Closed Bug 1988096 Opened 4 months ago Closed 3 months ago

Sending data over an RTCDataChannel sometimes fails for an operation-specific reason

Tracking

()

Status:

RESOLVED FIXED

Milestone:

146 Branch

Tracking Flags:

Tracking

Status

firefox146

---

fixed

People

(Reporter: alex, Assigned: bwc)

References

(Blocks 1 open bug)

Details

Attachments

(11 files)

about-webrtc.txt 4 months ago alex 26.49 KB, text/plain		Details
channels-receive-wrong-messages.html 4 months ago alex 5.90 KB, text/html		Details
Bug 1988096: Test that ids are reusable as soon as the close event fires. r?jib 3 months ago Byron Campen [:bwc] 48 bytes, text/x-phabricator-request		Details \| Review
Bug 1988096: Track whether stream ids are in use on a per-direction basis. r?ng 3 months ago Byron Campen [:bwc] 48 bytes, text/x-phabricator-request		Details \| Review
Bug 1988096: Use labels in these DataChannel tests. r?jib 3 months ago Byron Campen [:bwc] 48 bytes, text/x-phabricator-request		Details \| Review
Bug 1988096: Miscellaneous test cleanup. r?jib 3 months ago Byron Campen [:bwc] 48 bytes, text/x-phabricator-request		Details \| Review
Bug 1988096: Make ResetStreams fallible. r?ng 3 months ago Byron Campen [:bwc] 48 bytes, text/x-phabricator-request		Details \| Review
Bug 1988096: Use cancelable runnables, and fallible dispatch. r?ng 3 months ago Byron Campen [:bwc] 48 bytes, text/x-phabricator-request		Details \| Review
Bug 1988096: Logging improvements. r?ng 3 months ago Byron Campen [:bwc] 48 bytes, text/x-phabricator-request		Details \| Review
Bug 1988096: Reduce the number of addrefs/releases to simplify leak debugging. r?ng 3 months ago Byron Campen [:bwc] 48 bytes, text/x-phabricator-request		Details \| Review
Bug 1988096: Make sure these are only run once. r?ng 3 months ago Byron Campen [:bwc] 48 bytes, text/x-phabricator-request		Details \| Review

alex

Reporter

Description

•

4 months ago

Attached file about-webrtc.txt — Details

User Agent: Mozilla/5.0 (Macintosh; Intel Mac OS X 10_15_7) AppleWebKit/537.36 (KHTML, like Gecko) Chrome/139.0.0.0 Safari/537.36

Steps to reproduce:

I create two RTCPeerConnection objects in the same browser process. The initiating peer creates a datachannel, they exchange SDP offers/answers/ICE candidates until both have a connectionState of "connected".

The initiating peer closes the first datachannel and opens a second.

The receiving peer stores a reference to the second incoming datachannel to ensure it is not garbage collected and registers a "message" event listener.

The initiating peer waits for the channel's readyState to be "open" and writes some data into it.

Actual results:

Calling .send intermittently throws an "DOMException" with the error message "The operation failed for an operation-specific reason" and a .code of 0.

The "close" event fires on the datachannel shortly afterwards though the peer connection retains a connectionState of "connected".

Expected results:

The .send method should not throw and the remote peer should receive the data.

The same code works in Chrome without any errors.
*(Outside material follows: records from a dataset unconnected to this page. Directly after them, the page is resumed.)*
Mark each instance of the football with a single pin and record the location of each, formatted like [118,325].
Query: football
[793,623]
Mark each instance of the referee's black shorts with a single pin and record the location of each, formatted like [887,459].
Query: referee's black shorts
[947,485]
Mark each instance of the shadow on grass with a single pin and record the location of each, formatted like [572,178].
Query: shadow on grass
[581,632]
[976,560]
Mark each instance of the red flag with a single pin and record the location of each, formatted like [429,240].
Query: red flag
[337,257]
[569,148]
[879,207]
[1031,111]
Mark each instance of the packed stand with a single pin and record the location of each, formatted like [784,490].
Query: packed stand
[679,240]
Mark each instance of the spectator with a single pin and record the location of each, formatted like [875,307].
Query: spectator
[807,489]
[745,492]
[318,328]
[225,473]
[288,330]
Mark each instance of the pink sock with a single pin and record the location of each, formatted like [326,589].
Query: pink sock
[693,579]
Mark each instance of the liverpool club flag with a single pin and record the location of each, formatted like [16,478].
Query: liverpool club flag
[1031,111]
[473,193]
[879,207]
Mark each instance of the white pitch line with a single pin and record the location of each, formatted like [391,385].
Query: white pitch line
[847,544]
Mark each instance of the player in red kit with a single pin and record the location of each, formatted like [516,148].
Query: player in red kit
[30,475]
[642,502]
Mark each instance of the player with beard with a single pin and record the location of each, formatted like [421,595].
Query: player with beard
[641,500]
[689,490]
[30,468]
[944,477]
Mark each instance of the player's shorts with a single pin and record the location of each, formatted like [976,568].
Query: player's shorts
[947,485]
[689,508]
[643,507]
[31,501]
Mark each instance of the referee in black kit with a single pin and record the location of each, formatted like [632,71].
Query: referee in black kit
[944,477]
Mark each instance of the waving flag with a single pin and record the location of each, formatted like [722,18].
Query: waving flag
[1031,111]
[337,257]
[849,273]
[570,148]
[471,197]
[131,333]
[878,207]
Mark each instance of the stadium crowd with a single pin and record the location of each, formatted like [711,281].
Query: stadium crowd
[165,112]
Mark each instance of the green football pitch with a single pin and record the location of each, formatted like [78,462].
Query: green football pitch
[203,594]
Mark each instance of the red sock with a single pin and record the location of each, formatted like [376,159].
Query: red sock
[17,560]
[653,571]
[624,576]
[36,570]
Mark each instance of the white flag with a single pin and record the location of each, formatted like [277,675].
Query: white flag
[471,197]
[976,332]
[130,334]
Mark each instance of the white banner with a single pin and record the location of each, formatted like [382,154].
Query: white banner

The connection log from about:webrtc during the test run is attached.

From what I can see, I have two peer connections - the receiver d1ae5ae4-616c-4119-8fde-345dc93878fc and the initiator - 97cd2ee9-b0e9-47ec-9932-5a307b33ca3a though I can't see any obvious errors in the log though maybe I'm missing something.

Is there a way to find out what the "operation-specific" reason was?

BugBot [:suhaib / :marco/ :calixte]

Comment 1

•

4 months ago

The Bugbug bot thinks this bug should belong to the 'Core::WebRTC' component, and is moving the bug to that component. Please correct in case you think the bot is wrong.

Component: Untriaged → WebRTC

Product: Firefox → Core

Andreas Pehrson [:pehrsons]

Comment 2

•

4 months ago

Thanks for the report! That error (in 140) comes from the SendDataMsgCommon return value being anything other than 0 or EMSGSIZE. Looking at Nightly, the plumbing has shifted a bit here but I think the same logic applies. Might be worth a try in Nightly, though.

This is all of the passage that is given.